Miriam Seeger, educated in Basel Switzerland and San Francisco, became a painter of glass at Willet Glass Studio in Philadelphia, where she was employed as a painter and designer of stained glass windows for over twenty years.

 

Her work can be seen regionally in churches and cathedrals such as St. Martin Episcopal Cathedral in Houston TX, Davidson United Methodist Church in Davidson NC , Masonic Temple in Washington DC, B’Nai Israel Synagogue in Rochester NY and recently the Church of the Holy Redeemer in Longport NJ, which was destroyed during Sandy - to mention a few.

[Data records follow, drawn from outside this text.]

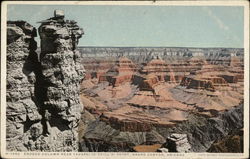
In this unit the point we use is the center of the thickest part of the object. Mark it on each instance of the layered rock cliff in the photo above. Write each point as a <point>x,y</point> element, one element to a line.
<point>43,115</point>
<point>21,111</point>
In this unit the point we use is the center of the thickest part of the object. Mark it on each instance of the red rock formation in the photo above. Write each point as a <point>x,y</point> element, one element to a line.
<point>195,83</point>
<point>122,72</point>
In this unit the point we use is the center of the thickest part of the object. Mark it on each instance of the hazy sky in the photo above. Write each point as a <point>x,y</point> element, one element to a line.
<point>167,26</point>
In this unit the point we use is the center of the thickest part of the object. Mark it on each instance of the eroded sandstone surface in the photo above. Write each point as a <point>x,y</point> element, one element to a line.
<point>135,99</point>
<point>160,92</point>
<point>43,103</point>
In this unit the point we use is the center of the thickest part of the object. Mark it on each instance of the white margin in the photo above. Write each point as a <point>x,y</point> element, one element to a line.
<point>122,155</point>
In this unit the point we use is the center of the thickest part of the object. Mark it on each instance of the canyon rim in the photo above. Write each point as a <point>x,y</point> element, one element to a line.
<point>86,79</point>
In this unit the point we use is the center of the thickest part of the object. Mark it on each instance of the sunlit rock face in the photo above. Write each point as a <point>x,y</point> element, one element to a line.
<point>58,87</point>
<point>43,102</point>
<point>21,111</point>
<point>178,99</point>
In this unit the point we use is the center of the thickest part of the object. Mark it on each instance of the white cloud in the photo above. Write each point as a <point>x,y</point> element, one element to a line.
<point>218,21</point>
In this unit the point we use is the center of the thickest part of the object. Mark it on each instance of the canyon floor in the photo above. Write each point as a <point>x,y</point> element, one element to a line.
<point>151,103</point>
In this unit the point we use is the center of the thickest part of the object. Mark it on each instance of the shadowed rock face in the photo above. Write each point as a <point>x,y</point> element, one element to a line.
<point>43,105</point>
<point>21,110</point>
<point>59,86</point>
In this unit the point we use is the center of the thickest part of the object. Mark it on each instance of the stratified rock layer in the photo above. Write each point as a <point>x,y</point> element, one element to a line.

In recent years she has shifted from painting on conventional stained glass to new and contemporary forms of painting on glass. For this purpose she invented the glass tapestry, consisting of a metal mesh and painted glass pieces attached to the mesh in puzzle or tapestry manner. The image thus derived builds a painting.
This "tapestry" can be suspended before any light source, such as a simple window, and as opposed to a stained glass window, it can be moved at any time.

In an effort to find yet a more amenable glass surface to paint on, she combined glass fusion and glass painting. This allows her to freely select the color in the glass without having to resort to lead lines (stained glass). The color gets fused into the panel in one fire, then the panel gets painted and fired again.This painting is indestructible, the colors will never fade and meanwhile it retains the splendor of stained glass.

Both tapestries and painted panels are inventions of the artist and thus unique.